20      To the extent we can draw any legal analysis from the morass of procedural facts contained in his brief, Willett appears to argue that the court improperly dismissed his counterclaims because Security Bank did not request summary judgment.  The record does not support this claim.  Security Bank’s motion broadly requested summary judgment and was not restricted to the original claim.  Further, Security Bank’s reply brief in support of its motion specifically demanded summary judgment on Willett’s counterclaims “because [Willett] has failed to support his counterclaims with any evidentiary support in proper affidavit form.”

            21      In any event, Willett has not identified what, if any, genuine issues of material fact exist regarding his counterclaims, nor where the supporting evidence is located in the record.  We will not abandon our neutrality to develop arguments for a party.  Industrial Risk Insurers v. American Eng’g Testing, Inc., 2009 WI App 62, ¶25, 318 Wis. 2d 148, 769 N.W.2d 82.

            By the Court.—Judgment affirmed.

            This opinion will not be published.  See Wis. Stat. Rule 809.23(1)(b)5.





[1]  Although Stephen and Mary Willett are both parties to this appeal, Mary appears to be involved only by her marriage to Stephen.  We therefore refer only to Stephen Willett for the remainder of this opinion.

[2]  2009 Wis. Act 320, § 8 repealed and recreated Wis. Stat. ch. 401.  The current version of the statute is Wis. Stat. § 401.309 (2009-10).

All subsequent references to the Wisconsin Statutes are to the 2009-10 version unless otherwise noted.

[3]  Wisconsin Stat. § 401.208 (2007-08), reads in its entirety:

401.208 Option to accelerate at will.  A term providing that one party or the party’s successor in interest may accelerate payment or performance or require collateral or additional collateral “at will” or “when the party deems himself or herself insecure” or in words of similar import shall be construed to mean that the party may do so only if the party in good faith believes that the prospect of payment or performance is impaired.  The burden of establishing lack of good faith is on the party against whom the power has been exercised.

[4]  In his reply brief, Willett contends the requested discovery was “needed to determine the standing of Security Bank in the action.”  This ground was not raised in Willett’s motion before the circuit court and we therefore decline to consider it.  See Wirth v. Ehly, 93 Wis. 2d 433, 443, 287 N.W.2d 140 (1980). 
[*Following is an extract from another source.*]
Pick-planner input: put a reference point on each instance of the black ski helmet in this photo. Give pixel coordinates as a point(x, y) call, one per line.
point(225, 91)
Along the same lines, Willett repeatedly contends he has no knowledge of the “contractual basis upon which Security Bank has standing to commence this action; and that he has no knowledge of any reason (business, financial, legal, or otherwise) that Security Bank would continue this action.”  Yet the contract, whose authenticity Willett has not challenged, is stamped on the front page with an assignment from Farmer’s Bank to Security Bank.  The assignment concludes, “PAY TO THE ORDER OF SECURITY BANK,” and purports to have been signed by a Farmer’s Bank official.  Willett has not offered any evidence, and therefore has not raised a genuine issue of material fact, to challenge the assignment’s validity.

[5]  Willett did not file a brief to accompany either affidavit.